Culver has since decided to make a career of art-therapy.

She plans to attend the University of Wyoming — where her grandfather used to teach — and major in psychology with a minor in art. One day, she hopes she will be able to teach others to deal with trauma through art — or even evaluate others’ mental health by examining their art.

Softball, she added, may or may not play a role in the next chapter of her life.

Wyoming has a club team she would be able to try out for, but knows a new school, new people and a new way of life will be demanding. However, she acknowledges that the comfort of keeping connection with something she has done for 12-plus years could provide a bit of stability.

“I might try to do (play softball for the college club team), I’m not entirely sure yet — that’s a big commitment for my freshman year,” she said.

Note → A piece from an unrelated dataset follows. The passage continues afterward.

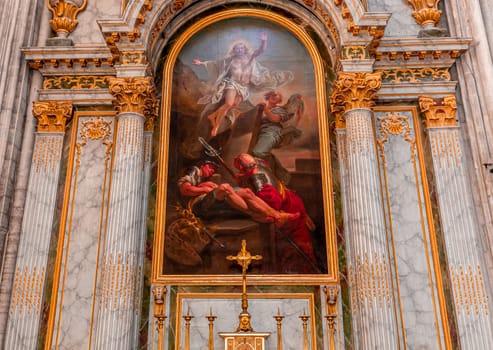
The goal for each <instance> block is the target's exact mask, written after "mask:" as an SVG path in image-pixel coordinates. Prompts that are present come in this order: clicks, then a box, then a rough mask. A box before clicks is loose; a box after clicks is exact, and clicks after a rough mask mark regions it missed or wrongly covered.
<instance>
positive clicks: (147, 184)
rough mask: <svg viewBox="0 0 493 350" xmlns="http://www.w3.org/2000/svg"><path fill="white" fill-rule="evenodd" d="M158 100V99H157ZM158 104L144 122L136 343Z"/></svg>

When she leave Montpelier for Laramie, Culver said the toughest thing will be saying goodbye to the 80 or so people she has called classmates and friends for 13 years — especially knowing she may never see some of them again.

Specifically, bidding farewell to her six fellow seniors on the softball team — which whom she has competed for most of her life — will be difficult.

“It’s crazy it’s going to be our last time (playing together). It’s still doesn’t feel real to me.”